Typical studies of the brain focus on one or a few regions at a time, so this research was already pushing the limits by recording across the entire cortex of mice brains. However, the scientists were also able to establish that, at least in one volunteer patient, the dissociative aura before an epileptic seizure created the same rhythm in the human retrosplenial cortex. Though an aura was not the same dissociative experience of the mice administered ketamine, and one human subject is not enough to prove a phenomenon, it suggested that not just dissociative drugs but naturally occurring dissociation is caused by the same patterns of activity in the brain.
Finally, the researchers causally linked the retrosplenial rhythm to the phenomenon of dissociation by creating the same rhythm in the brains of mice and their brave human volunteer. Using light-activated ion channels to control activity of neurons in mouse retrosplenial cortex, the researchers were able to artificially creating a 4 Hz fluctuation of activity. Though it is hard to get philosophical statements from mice about their state of mind, the mice’s behavior looked similar to that of mice on ketamine, where the mouse’s reflexes in response to a hot temperature were intact but the mouse did not lick its paws after touching a hot surface.
In their human volunteer, the researchers were able to stimulate different parts of the cortex during the course of diagnostic testing. While the implanted electrodes are sometimes used to find the starting point of a seizure, in this case the electrodes were also useful in determining that stimulation near the retrosplenial cortex gave this patient the pre-seizure feelings of dissociation. Each time the patient received stimulation near the retrosplenial cortex, they described feelings similar to that in the dissociative aura preceding their seizures.

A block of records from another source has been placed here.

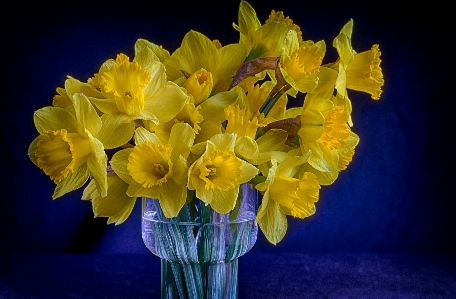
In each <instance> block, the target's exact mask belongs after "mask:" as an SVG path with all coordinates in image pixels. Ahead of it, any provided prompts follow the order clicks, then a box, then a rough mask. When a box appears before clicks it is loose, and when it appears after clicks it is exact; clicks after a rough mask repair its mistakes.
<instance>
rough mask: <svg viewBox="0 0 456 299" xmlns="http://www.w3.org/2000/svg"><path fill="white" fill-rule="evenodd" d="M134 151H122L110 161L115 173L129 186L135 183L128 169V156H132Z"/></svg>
mask: <svg viewBox="0 0 456 299" xmlns="http://www.w3.org/2000/svg"><path fill="white" fill-rule="evenodd" d="M132 151H133V149H132V148H126V149H123V150H120V151H118V152H116V153H115V154H114V155H113V156H112V158H111V161H109V164H110V165H111V167H112V169H113V170H114V172H115V173H116V174H117V175H118V176H119V177H120V178H121V179H122V180H123V181H124V182H126V183H127V184H130V183H131V182H132V181H133V179H132V177H131V176H130V172H129V171H128V169H127V164H128V156H130V153H131V152H132Z"/></svg>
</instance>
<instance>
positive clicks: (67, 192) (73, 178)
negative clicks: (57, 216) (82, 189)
mask: <svg viewBox="0 0 456 299" xmlns="http://www.w3.org/2000/svg"><path fill="white" fill-rule="evenodd" d="M89 175H90V173H89V170H88V169H87V165H86V164H82V165H81V166H80V167H78V168H77V169H75V171H74V172H72V173H70V174H69V175H68V176H67V177H66V178H64V179H63V180H62V181H61V182H60V183H58V184H57V186H56V187H55V189H54V194H53V195H52V198H53V199H56V198H59V197H61V196H62V195H65V194H66V193H68V192H71V191H73V190H76V189H79V188H81V187H82V186H83V185H84V184H85V183H86V182H87V180H88V179H89Z"/></svg>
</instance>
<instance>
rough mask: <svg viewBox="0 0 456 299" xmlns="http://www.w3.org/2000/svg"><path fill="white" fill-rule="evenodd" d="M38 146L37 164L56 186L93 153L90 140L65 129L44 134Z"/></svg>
mask: <svg viewBox="0 0 456 299" xmlns="http://www.w3.org/2000/svg"><path fill="white" fill-rule="evenodd" d="M37 146H38V148H37V150H36V151H35V156H36V157H37V164H38V166H39V167H40V168H41V169H42V170H43V171H44V173H45V174H46V175H49V176H50V178H51V179H52V180H53V181H54V182H55V183H56V184H58V183H60V182H61V181H62V180H63V179H64V178H66V177H67V176H68V174H70V173H73V171H74V170H75V169H76V168H78V167H79V166H81V165H82V164H84V163H85V162H86V161H87V158H88V155H89V154H90V153H91V152H92V146H91V143H90V140H89V139H88V138H85V137H82V136H81V135H79V134H77V133H67V131H66V130H64V129H62V130H59V131H45V132H43V133H42V134H41V135H40V136H39V141H38V144H37Z"/></svg>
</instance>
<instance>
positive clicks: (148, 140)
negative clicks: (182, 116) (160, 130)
mask: <svg viewBox="0 0 456 299" xmlns="http://www.w3.org/2000/svg"><path fill="white" fill-rule="evenodd" d="M145 141H150V142H152V143H156V144H162V142H161V141H160V139H159V138H158V137H157V135H155V134H154V133H152V132H150V131H148V130H147V129H145V128H144V127H138V128H137V129H136V131H135V144H136V145H138V144H141V143H143V142H145Z"/></svg>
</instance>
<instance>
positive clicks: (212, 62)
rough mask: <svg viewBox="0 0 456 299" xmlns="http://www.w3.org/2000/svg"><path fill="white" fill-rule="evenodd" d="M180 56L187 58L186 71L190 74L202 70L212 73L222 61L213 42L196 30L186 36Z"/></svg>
mask: <svg viewBox="0 0 456 299" xmlns="http://www.w3.org/2000/svg"><path fill="white" fill-rule="evenodd" d="M179 54H180V55H182V56H183V57H185V59H186V62H187V64H188V69H184V71H187V72H188V73H189V74H193V73H194V72H196V71H197V70H199V69H201V68H203V69H205V70H207V71H209V72H212V71H213V70H215V69H216V66H217V64H218V62H219V60H220V54H219V52H218V50H217V48H216V47H215V45H214V44H213V43H212V41H211V40H210V39H209V38H207V37H206V36H205V35H204V34H202V33H199V32H197V31H194V30H191V31H189V32H188V33H187V34H185V36H184V38H183V40H182V45H181V48H180V52H179Z"/></svg>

Together, these experiments tell a story of how the brain might change during a surreal dissociative experience. Along the lines of the word “dissociation,” the researchers found that one area of the brain started marching to the beat of its own drum under the influence of dissociative drugs, and that parts of the brain became less connected in this state. This effect was in contrast to that of anesthetic drugs, which seemed to affect the whole cortex of the brain.
Though we still do not understand how consciousness is realized in the flesh, these experiments on dissociation provide one window on the phenomenon and how it changes forms in altered states.